Is it possible to make a Broadway musical about depression and suicide?

DEAR EVAN HANSEN is exactly that. With a script by Steve Levenson and music and lyrics by the duo Benj Passek and Justin Paul, it was on stage in New York from 2016 on. Now it was taken to the cinema by the American Steven Chbosky, director of the great WONDER and THE PERKS OF BEING A WALLFLOWER, two very good movies.

Evan Hansen is a lonely and depressed student at an American high school. His psychiatrist assigns him the task of writing letters to himself saying why he should admire the life he has. One day, while printing one of these letters, the sheet falls into the hands of another troubled student: Connor Murphy exchanges two words with Evan and takes the letter away.

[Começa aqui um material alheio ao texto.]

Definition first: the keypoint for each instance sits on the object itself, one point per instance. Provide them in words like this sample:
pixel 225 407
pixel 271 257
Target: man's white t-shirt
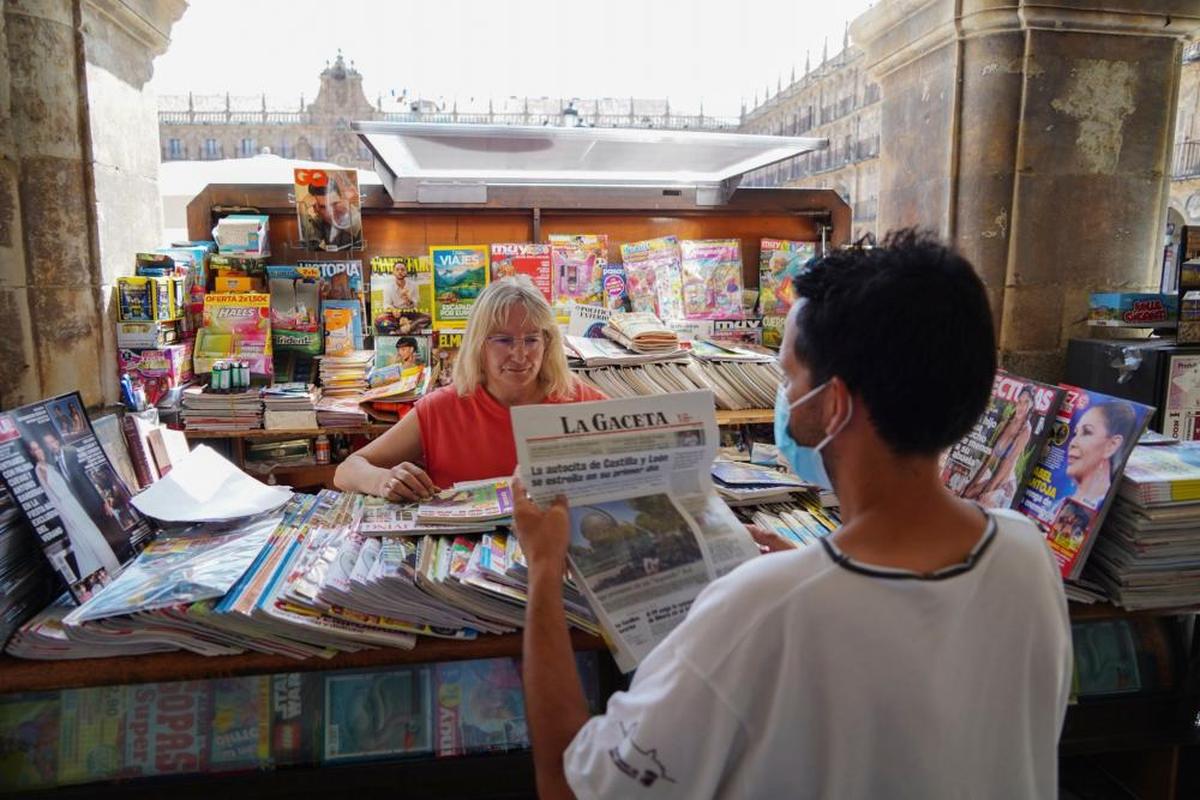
pixel 807 674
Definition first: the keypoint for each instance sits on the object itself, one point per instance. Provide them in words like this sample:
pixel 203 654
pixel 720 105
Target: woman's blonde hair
pixel 490 311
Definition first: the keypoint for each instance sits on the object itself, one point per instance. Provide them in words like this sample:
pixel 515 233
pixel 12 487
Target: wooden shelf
pixel 22 675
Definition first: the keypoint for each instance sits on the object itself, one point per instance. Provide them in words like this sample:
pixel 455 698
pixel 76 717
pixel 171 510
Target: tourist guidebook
pixel 648 531
pixel 401 295
pixel 460 274
pixel 1073 483
pixel 75 500
pixel 993 462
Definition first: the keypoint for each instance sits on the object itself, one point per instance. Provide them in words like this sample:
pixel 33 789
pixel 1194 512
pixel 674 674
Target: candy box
pixel 1133 310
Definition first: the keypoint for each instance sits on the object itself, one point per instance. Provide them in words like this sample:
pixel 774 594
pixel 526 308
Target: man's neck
pixel 897 513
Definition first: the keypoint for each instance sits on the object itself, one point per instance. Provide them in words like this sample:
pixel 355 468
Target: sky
pixel 713 52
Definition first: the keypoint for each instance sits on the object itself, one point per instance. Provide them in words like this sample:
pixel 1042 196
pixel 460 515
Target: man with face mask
pixel 922 650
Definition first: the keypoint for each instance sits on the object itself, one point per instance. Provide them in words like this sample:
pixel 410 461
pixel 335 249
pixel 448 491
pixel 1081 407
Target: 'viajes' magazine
pixel 993 462
pixel 1072 486
pixel 648 531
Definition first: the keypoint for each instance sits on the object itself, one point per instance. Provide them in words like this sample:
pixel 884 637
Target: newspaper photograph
pixel 648 531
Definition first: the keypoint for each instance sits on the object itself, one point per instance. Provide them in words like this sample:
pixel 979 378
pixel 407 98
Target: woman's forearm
pixel 357 474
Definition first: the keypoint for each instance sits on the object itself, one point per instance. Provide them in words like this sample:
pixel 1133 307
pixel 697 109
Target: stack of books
pixel 1149 551
pixel 291 405
pixel 737 385
pixel 741 483
pixel 27 582
pixel 641 332
pixel 346 376
pixel 207 410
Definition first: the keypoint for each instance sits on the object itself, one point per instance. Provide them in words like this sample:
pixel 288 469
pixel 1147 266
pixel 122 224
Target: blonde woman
pixel 511 355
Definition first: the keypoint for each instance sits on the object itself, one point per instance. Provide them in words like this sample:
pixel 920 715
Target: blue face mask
pixel 805 462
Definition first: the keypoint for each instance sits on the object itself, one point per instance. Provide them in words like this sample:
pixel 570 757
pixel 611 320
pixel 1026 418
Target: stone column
pixel 1037 138
pixel 78 185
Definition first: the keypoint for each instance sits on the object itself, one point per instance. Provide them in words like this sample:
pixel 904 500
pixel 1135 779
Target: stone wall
pixel 78 185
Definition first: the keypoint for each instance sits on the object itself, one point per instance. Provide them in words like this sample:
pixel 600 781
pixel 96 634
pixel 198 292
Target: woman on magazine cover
pixel 511 354
pixel 1095 450
pixel 995 483
pixel 88 543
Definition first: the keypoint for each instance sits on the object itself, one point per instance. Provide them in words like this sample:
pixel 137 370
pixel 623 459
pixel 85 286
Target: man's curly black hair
pixel 907 328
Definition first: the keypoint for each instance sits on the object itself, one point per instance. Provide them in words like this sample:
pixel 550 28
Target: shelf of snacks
pixel 29 675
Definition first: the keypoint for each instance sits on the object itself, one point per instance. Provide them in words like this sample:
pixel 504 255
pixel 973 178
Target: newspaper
pixel 647 528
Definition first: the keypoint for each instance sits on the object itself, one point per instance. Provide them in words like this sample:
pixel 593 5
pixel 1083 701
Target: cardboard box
pixel 172 364
pixel 142 336
pixel 1133 310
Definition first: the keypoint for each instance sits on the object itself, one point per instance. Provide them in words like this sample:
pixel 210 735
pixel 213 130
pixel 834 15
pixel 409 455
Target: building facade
pixel 835 101
pixel 210 127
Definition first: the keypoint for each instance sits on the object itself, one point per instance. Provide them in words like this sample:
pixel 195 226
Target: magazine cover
pixel 993 462
pixel 241 717
pixel 295 308
pixel 511 259
pixel 29 740
pixel 401 294
pixel 460 274
pixel 654 277
pixel 779 262
pixel 712 278
pixel 76 501
pixel 402 350
pixel 443 353
pixel 167 728
pixel 329 210
pixel 577 262
pixel 480 707
pixel 1182 408
pixel 1072 485
pixel 90 732
pixel 297 725
pixel 349 310
pixel 378 714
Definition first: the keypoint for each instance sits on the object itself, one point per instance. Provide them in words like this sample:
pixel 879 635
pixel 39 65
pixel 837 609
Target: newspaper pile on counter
pixel 648 531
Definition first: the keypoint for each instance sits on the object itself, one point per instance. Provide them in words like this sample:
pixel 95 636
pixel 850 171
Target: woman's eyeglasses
pixel 511 343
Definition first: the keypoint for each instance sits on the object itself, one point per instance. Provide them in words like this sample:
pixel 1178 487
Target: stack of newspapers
pixel 208 410
pixel 1147 554
pixel 313 575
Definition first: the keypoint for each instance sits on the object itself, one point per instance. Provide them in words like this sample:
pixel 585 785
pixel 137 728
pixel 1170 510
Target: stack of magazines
pixel 802 521
pixel 291 405
pixel 1147 554
pixel 736 385
pixel 346 376
pixel 641 332
pixel 27 582
pixel 207 410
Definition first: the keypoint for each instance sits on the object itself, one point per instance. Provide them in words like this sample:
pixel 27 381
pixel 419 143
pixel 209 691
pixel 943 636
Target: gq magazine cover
pixel 78 506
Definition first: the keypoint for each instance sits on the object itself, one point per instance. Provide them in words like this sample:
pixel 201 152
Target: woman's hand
pixel 769 542
pixel 406 482
pixel 544 533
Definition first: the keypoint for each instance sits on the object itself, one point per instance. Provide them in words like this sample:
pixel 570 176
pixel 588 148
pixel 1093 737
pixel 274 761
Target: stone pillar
pixel 1037 138
pixel 78 185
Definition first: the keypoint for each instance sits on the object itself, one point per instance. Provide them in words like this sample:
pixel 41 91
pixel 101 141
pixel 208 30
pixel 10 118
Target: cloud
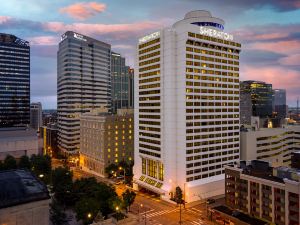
pixel 83 10
pixel 291 60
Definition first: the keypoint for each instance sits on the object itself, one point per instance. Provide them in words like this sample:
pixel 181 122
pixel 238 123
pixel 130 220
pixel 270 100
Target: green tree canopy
pixel 62 185
pixel 24 162
pixel 128 198
pixel 10 162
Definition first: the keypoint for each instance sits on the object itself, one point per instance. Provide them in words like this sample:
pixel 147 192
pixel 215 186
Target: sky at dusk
pixel 269 31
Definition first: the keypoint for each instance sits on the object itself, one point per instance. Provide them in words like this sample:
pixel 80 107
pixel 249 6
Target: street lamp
pixel 121 168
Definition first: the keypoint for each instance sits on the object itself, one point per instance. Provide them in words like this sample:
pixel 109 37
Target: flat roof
pixel 19 187
pixel 239 215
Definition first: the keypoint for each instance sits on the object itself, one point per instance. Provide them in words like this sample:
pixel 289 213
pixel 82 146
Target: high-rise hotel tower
pixel 14 81
pixel 83 83
pixel 187 107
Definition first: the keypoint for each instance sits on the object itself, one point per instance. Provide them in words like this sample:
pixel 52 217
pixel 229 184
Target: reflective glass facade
pixel 83 84
pixel 14 81
pixel 261 97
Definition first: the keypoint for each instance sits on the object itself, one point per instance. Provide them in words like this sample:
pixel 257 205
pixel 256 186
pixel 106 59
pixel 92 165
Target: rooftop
pixel 239 215
pixel 19 187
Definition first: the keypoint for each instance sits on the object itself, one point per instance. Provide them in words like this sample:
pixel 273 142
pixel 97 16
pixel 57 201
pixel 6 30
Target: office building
pixel 131 88
pixel 257 189
pixel 36 118
pixel 18 142
pixel 14 81
pixel 279 103
pixel 245 108
pixel 83 83
pixel 49 135
pixel 186 107
pixel 120 83
pixel 105 139
pixel 261 97
pixel 274 145
pixel 24 199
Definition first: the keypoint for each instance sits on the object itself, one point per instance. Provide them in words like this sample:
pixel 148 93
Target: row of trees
pixel 123 167
pixel 87 197
pixel 40 165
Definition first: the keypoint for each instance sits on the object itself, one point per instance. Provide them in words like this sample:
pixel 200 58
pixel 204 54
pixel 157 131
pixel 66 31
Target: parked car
pixel 210 201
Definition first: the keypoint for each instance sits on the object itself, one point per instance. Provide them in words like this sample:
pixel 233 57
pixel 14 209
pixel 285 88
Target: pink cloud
pixel 291 60
pixel 282 47
pixel 121 30
pixel 44 40
pixel 4 19
pixel 279 77
pixel 83 10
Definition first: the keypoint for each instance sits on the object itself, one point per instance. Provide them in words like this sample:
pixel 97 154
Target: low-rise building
pixel 18 142
pixel 23 199
pixel 265 192
pixel 104 139
pixel 274 145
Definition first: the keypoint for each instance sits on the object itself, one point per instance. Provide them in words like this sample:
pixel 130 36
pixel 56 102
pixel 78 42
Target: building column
pixel 249 191
pixel 273 205
pixel 286 206
pixel 260 199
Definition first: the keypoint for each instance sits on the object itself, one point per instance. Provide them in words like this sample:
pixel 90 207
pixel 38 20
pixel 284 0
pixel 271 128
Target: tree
pixel 62 185
pixel 10 162
pixel 57 214
pixel 87 209
pixel 179 200
pixel 24 162
pixel 128 198
pixel 111 169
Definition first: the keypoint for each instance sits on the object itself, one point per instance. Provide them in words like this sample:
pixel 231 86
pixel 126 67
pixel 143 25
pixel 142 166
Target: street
pixel 148 206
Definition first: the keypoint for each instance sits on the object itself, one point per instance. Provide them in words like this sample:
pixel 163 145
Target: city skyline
pixel 267 31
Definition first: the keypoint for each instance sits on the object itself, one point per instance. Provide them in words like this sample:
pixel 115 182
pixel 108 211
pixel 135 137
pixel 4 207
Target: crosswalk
pixel 153 213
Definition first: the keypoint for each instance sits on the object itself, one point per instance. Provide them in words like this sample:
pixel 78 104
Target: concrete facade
pixel 268 193
pixel 18 143
pixel 186 107
pixel 33 213
pixel 274 145
pixel 104 139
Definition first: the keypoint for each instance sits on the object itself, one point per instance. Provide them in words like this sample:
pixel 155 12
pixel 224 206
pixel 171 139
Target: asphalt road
pixel 150 208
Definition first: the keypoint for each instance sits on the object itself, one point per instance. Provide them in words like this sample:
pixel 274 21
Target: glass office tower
pixel 14 81
pixel 83 84
pixel 261 97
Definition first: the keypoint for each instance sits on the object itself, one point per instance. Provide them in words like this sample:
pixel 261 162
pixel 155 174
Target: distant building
pixel 274 145
pixel 279 103
pixel 120 83
pixel 264 192
pixel 105 138
pixel 261 97
pixel 83 84
pixel 49 135
pixel 49 117
pixel 18 142
pixel 14 81
pixel 36 113
pixel 23 199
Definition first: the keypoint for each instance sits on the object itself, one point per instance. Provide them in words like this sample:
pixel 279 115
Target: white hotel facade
pixel 186 108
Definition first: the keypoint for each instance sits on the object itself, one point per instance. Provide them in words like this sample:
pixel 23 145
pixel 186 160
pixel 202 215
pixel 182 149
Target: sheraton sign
pixel 216 34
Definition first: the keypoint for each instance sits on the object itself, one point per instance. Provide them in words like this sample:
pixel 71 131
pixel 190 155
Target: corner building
pixel 83 83
pixel 187 108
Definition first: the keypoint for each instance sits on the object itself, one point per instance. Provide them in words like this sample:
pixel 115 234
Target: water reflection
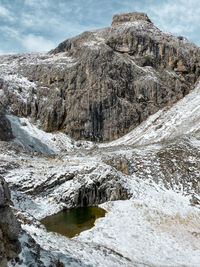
pixel 72 222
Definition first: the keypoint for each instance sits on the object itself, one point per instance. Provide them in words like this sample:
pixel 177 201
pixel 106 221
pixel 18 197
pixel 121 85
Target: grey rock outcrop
pixel 5 127
pixel 101 84
pixel 9 227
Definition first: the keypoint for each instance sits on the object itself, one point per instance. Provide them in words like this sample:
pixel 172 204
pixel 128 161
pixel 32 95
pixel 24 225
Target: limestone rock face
pixel 101 84
pixel 5 128
pixel 9 227
pixel 119 19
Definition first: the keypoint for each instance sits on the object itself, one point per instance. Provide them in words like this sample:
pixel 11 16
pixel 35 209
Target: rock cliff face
pixel 5 128
pixel 101 84
pixel 9 227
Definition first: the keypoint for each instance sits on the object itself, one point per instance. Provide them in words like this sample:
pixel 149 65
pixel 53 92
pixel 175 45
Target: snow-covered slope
pixel 167 124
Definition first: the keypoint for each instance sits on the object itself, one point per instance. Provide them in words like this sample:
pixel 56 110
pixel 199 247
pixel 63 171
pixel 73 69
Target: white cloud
pixel 36 3
pixel 37 43
pixel 5 13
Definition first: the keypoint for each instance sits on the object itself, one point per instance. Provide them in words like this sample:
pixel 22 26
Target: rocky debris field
pixel 133 86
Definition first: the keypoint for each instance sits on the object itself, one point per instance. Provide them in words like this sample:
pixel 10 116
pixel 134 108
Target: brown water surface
pixel 72 222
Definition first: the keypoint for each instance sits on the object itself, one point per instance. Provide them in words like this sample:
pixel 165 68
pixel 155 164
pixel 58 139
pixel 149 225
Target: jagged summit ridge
pixel 103 83
pixel 122 18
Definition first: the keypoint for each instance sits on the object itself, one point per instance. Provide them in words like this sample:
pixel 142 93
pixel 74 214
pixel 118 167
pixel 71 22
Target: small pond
pixel 73 221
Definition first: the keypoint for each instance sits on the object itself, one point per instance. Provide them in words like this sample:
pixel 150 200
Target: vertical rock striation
pixel 101 84
pixel 9 227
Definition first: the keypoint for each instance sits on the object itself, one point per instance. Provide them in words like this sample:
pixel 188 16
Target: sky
pixel 40 25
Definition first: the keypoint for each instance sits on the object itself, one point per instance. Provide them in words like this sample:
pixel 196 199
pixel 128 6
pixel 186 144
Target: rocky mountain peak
pixel 122 18
pixel 101 84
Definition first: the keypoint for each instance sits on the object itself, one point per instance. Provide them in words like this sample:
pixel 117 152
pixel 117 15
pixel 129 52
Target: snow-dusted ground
pixel 167 124
pixel 157 226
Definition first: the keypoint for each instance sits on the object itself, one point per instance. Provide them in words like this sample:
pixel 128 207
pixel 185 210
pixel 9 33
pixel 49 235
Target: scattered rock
pixel 9 227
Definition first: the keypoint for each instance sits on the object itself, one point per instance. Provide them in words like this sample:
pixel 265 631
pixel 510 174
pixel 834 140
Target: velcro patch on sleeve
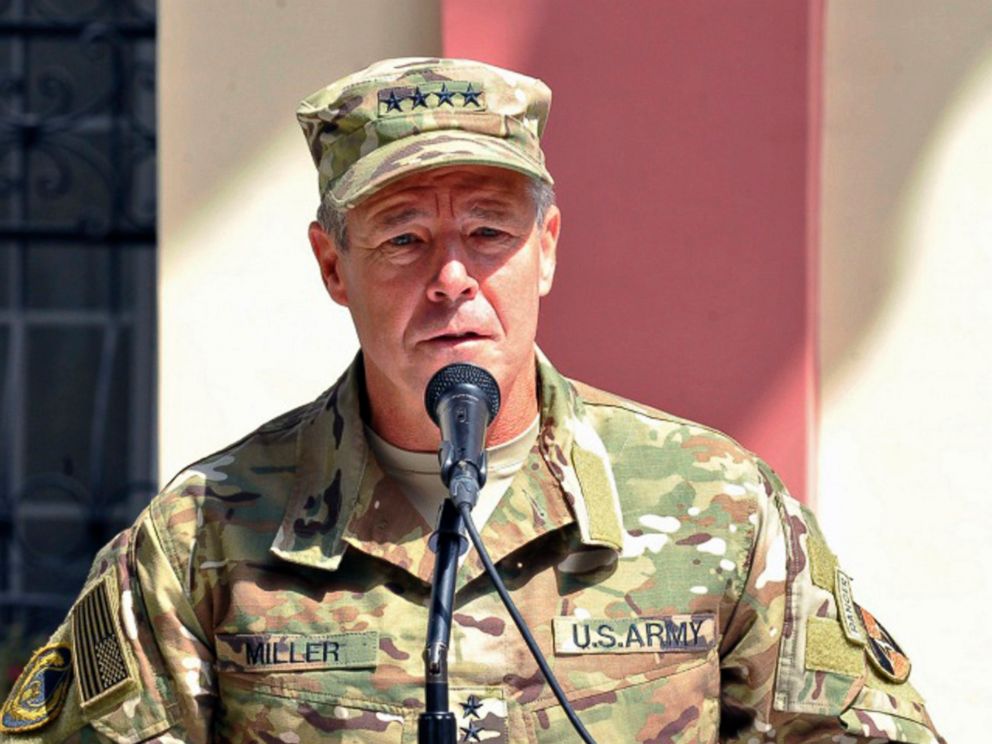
pixel 827 649
pixel 822 562
pixel 103 665
pixel 642 635
pixel 264 652
pixel 40 691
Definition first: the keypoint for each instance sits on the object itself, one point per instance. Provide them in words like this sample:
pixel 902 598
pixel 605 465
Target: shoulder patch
pixel 102 662
pixel 39 693
pixel 882 650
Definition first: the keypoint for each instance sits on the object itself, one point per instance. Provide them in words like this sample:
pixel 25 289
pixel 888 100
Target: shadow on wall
pixel 238 109
pixel 911 87
pixel 678 138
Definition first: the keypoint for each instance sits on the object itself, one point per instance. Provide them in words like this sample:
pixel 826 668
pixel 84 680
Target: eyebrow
pixel 401 217
pixel 489 213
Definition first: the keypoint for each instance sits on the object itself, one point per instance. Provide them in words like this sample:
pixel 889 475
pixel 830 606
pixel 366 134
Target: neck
pixel 398 416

The next day, Connor’s parents – understanding that Evan’s letter was the suicide note from their son who killed himself that night – look for Evan who would be their dead son’s best friend. Evan takes advantage of the situation to make himself best friends with Connor and acquire the popularity in school he never had.

The scammer theme is as interesting as the severity of depression in teenagers. They try to hold the viewer’s attention. They are joined by a great cast that includes Julianne Moore (as Evan’s absent mother), Amy Adams and Danny Pino (as Connor’s parents), rising Kaitlyn Dever (from BOOKSMART and UNBELIEVABLE), Amandla Stenberg (amazing as the student leader Alana) and a great Colton Ryan (as Connor Murphy).

One of the problems is the protagonist Ben Platt. His Evan Hansen is the wrong age. He must have been a teenager. Platt was 27 years old when he made the film. He never convinces like Evan. The producers tried to recreate his (Tony Award-nominated) success on the Broadway stage, dismissing that it was in 2017.

I like musicals. I’m not one of those people who worries that, out of nowhere, a character comes out singing a song in the middle of the movie. But in this particular movie, this situation didn’t work. It ended up being a dramatic break amid strong scenes about depression and suicide.

I’ve never seen the Broadway musical. For the success it was (9 Tony nominations and six statuettes) it was certainly better than the movie.

What could have been a beautiful film on such relevant topics ended up being almost a self-help musical. A beautiful missed opportunity.